Quatro anos depois, sua emoção seria ainda mais forte.

***

Cidade do México, 22 de junho de 1986. O locutor uruguaio-argentino estava tenso. Primeiro, porque tinha parado de fumar e sentia uma fome incontrolável. Estava 14 quilos mais gordo.

Mas o motivo principal era o jogo à sua frente: Argentina x Inglaterra, valendo uma vaga nas semifinais da Copa do México. Mentira: a partida valia muito mais do que isso.

(Um ótimo relato dela está aqui.)

Dentro de campo, argentinos e ingleses se estranhavam desde 1966, quando o pau quebrou em plena Copa do Mundo. Depois de pontapés e xingamentos dos dois lados, o argentino Rattín acabou expulso. Na saída, torceu a bandeira do Reino Unido pendurada no escanteio e se sentou no tapete da rainha. Os ingleses se saíram vencedores e passaram a chamar carinhosamente os rivais de “animais”.

Fora de campo, a encrenca foi mais séria. Em 1982, tropas argentinas tentaram recuperar o controle das Ilhas Malvinas, em uma manobra populista dos militares que governavam o país. No começo, a manobra deu certo, despertando o sentimento patriótico nos hermanos. Mas logo o poderio bélico inglês se impôs, e as Ilhas voltaram a se chamar Falklands, ao custo de quase mil mortos, em sua maioria argentinos.

De volta ao jogo, agora em definitivo. Victor Hugo começa a narrar. Primeiro tempo morno, 0 x 0. No segundo, ele vê Diego Armando Maradona reescrever a história, ops, História.

Aos 6 minutos, El Pibe vence uma disputa aérea com Peter Shilton e abre o placar.

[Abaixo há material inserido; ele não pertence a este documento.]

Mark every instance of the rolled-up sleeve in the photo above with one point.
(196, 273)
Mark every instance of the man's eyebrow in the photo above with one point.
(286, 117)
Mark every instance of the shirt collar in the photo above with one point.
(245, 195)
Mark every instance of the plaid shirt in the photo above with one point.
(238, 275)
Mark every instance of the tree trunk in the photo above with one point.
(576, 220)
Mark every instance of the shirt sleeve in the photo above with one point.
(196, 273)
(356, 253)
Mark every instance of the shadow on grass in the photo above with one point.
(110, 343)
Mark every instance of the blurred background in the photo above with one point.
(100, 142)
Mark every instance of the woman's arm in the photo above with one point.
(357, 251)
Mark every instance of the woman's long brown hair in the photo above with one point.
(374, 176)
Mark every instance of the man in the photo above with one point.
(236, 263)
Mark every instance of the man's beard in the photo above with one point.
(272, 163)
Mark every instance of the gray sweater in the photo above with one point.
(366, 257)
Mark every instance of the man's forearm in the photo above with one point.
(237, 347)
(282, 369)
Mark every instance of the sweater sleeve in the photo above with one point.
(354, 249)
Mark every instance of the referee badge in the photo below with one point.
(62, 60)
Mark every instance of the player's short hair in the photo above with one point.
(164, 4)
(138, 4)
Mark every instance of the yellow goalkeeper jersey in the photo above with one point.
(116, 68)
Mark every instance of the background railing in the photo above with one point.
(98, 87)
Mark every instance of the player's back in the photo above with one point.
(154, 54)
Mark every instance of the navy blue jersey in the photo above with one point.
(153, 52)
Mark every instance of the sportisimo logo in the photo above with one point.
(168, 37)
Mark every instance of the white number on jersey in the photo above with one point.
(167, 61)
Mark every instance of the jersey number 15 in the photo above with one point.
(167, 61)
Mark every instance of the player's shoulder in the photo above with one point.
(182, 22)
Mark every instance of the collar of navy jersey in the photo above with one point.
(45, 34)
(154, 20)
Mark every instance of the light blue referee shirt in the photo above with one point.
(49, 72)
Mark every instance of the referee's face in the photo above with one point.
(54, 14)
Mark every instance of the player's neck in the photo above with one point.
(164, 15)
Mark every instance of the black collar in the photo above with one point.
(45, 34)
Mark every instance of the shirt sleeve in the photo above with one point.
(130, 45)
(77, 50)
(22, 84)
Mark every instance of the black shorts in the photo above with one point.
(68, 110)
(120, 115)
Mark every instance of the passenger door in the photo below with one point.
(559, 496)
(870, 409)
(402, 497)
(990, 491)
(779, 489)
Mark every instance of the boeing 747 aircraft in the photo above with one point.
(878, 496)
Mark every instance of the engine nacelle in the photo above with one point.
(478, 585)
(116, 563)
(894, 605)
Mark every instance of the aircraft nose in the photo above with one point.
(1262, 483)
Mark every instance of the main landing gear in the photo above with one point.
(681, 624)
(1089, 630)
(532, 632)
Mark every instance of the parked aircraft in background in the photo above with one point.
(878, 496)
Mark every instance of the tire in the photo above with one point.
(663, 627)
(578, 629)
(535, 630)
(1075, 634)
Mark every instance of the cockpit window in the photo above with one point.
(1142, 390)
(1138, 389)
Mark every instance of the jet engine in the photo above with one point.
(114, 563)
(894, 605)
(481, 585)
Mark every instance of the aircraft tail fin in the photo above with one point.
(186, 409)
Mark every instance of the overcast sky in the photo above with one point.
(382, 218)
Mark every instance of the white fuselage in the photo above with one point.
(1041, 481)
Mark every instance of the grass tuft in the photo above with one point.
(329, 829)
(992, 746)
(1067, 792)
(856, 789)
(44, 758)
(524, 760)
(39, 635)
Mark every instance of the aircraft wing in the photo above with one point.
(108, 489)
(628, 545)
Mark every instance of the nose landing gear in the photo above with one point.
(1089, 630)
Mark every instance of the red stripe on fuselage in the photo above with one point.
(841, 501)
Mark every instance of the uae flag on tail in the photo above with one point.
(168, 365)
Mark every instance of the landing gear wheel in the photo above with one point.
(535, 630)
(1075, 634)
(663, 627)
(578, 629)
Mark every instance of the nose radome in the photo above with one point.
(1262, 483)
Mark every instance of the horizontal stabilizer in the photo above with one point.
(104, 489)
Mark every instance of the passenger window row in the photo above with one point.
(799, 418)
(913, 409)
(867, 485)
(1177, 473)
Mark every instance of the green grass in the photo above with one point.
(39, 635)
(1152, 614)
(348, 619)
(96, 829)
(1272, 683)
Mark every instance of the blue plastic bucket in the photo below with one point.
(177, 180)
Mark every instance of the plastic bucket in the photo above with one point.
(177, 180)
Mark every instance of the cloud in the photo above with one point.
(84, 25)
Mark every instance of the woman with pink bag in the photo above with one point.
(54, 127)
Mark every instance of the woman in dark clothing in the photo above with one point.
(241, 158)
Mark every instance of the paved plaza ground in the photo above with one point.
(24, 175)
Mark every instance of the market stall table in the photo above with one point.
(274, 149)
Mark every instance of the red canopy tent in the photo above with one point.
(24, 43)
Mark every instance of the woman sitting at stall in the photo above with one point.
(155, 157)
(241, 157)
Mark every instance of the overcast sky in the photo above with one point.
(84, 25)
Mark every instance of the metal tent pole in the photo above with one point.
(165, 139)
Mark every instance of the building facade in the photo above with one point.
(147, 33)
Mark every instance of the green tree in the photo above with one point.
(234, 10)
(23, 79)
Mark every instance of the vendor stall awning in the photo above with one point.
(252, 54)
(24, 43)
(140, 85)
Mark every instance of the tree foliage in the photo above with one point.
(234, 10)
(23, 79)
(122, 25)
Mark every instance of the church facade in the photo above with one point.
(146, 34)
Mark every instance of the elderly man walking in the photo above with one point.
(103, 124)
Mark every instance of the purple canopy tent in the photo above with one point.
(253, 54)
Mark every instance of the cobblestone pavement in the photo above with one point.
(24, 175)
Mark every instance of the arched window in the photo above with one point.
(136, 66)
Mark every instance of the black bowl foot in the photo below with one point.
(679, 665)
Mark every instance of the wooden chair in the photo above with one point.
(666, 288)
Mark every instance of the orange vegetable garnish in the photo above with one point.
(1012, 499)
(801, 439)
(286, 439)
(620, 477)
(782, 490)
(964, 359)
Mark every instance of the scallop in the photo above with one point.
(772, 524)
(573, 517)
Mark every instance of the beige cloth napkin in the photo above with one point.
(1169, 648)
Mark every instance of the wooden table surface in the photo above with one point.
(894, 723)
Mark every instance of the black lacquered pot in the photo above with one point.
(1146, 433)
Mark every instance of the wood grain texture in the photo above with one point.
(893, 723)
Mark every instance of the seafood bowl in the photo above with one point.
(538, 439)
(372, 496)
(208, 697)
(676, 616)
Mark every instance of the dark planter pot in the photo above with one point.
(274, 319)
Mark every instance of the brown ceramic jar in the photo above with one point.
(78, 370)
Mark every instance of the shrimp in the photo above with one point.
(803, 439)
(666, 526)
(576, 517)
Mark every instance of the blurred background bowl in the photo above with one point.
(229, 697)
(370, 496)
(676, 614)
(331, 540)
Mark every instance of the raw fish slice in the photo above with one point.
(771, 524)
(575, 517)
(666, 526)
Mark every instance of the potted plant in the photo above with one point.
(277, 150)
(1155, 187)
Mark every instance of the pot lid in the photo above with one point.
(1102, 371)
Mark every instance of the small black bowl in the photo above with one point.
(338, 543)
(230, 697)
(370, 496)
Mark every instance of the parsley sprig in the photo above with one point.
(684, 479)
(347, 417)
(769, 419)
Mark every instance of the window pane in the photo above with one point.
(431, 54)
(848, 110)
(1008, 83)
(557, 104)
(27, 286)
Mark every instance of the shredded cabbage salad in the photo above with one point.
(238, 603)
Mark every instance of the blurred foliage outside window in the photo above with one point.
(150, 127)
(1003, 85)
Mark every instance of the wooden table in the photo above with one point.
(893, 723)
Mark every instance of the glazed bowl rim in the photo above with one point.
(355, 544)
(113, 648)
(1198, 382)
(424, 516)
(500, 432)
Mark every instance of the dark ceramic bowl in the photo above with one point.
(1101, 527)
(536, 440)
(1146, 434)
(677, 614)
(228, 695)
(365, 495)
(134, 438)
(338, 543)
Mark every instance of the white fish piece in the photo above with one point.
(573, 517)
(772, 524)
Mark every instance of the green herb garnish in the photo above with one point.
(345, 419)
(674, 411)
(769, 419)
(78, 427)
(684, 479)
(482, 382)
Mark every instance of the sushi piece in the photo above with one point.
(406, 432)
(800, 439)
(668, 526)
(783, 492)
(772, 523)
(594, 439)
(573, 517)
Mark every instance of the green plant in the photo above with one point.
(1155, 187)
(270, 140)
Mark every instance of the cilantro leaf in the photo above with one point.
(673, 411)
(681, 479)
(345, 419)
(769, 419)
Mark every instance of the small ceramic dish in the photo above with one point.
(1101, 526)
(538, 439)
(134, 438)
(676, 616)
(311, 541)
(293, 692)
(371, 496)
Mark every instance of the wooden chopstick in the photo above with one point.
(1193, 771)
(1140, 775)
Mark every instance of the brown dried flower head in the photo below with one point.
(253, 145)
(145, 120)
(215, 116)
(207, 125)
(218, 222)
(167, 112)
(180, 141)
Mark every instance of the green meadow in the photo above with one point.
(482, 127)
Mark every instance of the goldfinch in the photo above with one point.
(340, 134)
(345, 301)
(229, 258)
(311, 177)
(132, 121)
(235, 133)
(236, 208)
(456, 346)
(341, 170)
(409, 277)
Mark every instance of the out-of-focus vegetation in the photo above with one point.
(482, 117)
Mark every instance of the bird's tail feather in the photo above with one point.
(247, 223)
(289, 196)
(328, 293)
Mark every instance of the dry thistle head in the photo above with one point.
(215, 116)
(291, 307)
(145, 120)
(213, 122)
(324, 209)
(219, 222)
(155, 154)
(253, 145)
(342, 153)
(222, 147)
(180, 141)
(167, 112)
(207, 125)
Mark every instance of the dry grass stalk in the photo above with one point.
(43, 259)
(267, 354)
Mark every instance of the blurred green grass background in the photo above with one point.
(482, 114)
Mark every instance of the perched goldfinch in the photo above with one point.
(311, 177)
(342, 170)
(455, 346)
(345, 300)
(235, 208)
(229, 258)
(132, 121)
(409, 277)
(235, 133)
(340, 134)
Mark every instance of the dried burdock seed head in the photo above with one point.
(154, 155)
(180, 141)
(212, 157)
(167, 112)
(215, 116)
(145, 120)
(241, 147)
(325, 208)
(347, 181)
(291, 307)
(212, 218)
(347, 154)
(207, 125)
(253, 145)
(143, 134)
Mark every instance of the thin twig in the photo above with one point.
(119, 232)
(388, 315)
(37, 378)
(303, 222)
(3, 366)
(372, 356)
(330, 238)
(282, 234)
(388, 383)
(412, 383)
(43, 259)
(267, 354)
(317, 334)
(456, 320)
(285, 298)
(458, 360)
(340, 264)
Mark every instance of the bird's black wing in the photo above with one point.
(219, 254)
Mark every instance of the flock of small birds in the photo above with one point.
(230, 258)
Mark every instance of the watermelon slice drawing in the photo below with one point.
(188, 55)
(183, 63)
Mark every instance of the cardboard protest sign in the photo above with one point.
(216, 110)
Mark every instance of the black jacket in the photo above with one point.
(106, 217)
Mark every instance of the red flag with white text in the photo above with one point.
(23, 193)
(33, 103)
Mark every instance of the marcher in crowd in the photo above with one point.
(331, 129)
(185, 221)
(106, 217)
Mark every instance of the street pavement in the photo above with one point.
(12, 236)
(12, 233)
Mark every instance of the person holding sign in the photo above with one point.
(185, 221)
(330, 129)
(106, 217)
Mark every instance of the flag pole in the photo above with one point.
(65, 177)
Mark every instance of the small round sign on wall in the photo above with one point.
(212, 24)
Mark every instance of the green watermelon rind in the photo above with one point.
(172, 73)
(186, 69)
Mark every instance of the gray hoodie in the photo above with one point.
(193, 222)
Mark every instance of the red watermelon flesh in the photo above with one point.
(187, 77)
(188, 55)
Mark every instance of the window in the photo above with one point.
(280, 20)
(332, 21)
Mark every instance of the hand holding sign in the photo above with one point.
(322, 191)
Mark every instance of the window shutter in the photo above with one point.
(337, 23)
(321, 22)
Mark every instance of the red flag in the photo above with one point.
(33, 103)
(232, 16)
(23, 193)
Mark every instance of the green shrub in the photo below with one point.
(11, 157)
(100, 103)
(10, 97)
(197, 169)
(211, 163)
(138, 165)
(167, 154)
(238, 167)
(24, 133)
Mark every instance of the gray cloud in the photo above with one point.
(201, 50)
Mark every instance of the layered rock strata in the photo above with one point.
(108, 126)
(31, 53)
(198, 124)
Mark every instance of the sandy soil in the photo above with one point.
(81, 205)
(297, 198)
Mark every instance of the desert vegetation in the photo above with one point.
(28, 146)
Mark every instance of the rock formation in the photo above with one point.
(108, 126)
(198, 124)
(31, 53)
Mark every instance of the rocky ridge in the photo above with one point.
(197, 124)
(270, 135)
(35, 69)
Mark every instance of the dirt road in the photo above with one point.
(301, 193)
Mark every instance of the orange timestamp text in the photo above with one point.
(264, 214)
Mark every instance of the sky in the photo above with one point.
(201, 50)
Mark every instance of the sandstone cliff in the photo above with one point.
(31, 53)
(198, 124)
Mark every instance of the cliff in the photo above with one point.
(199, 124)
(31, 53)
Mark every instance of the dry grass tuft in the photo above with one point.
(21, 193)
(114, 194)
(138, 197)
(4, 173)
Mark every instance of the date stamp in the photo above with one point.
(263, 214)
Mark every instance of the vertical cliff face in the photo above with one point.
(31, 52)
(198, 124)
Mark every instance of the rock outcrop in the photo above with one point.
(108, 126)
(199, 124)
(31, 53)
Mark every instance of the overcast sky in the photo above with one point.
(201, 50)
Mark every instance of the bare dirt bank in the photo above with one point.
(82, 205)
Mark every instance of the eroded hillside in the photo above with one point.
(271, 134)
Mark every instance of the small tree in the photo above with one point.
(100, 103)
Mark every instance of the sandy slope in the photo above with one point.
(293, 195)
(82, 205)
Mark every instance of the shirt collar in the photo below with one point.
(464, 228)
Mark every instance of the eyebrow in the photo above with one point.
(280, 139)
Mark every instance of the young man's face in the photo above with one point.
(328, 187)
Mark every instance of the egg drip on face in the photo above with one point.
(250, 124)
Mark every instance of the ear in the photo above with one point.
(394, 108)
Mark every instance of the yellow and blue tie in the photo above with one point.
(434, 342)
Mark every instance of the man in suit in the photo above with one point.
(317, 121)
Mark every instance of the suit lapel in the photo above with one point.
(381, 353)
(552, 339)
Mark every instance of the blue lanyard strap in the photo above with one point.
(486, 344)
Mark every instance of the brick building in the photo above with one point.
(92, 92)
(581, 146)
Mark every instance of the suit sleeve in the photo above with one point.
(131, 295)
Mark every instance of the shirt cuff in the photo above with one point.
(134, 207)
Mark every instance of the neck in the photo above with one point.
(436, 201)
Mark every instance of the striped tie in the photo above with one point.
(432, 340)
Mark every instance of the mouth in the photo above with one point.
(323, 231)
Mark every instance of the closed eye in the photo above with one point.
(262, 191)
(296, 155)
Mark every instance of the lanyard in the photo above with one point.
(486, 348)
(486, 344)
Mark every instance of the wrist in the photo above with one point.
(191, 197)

O estádio inteiro viu que foi com a mão. Bilhões de pessoas ao redor do mundo viram que foi com a mão. O juiz não. Tão incrível quanto isso é um cara de 1,65 cm conseguir subir mais que um goleiro um palmo mais alto do que ele…

Sai que é sua, Shilton!

Sai que é sua, Shilton!

Uma animosidade de 20 anos atravessada na garganta, uma guerra fresca na memória, um gol de mão recém-convertido. Tudo isso borbulhava na cabeça de todos.

Aí Maradona, em um equivalente futebolístico de um solo perfeito de guitarra, pegou a bola em seu campo, driblou meio time da Inglaterra e tocou para dentro. Ele não apenas fez o maior gol das Copas, mas redefiniu o conceito de golaço. O ritmo crescente dos dribles, a velocidade da corrida e a epifania final são até hoje o padrão com o qual qualquer gol de placa é comparado.

Mas Maradona não fez aquela obra-prima sozinho: Victor Hugo Morales ajudou a deixar aquele gol ainda mais bonito.

Sua narração daqueles segundos se tornou histórica – ironicamente, por narrar quase nada do lance. Ele simplesmente para de relatar o que estava acontecendo para se deixar levar por uma corrente de sentimentos. Grita, chora, faz de improviso uma poesia que resume perfeitamente um momento histórico complexo – e que emociona até hoje.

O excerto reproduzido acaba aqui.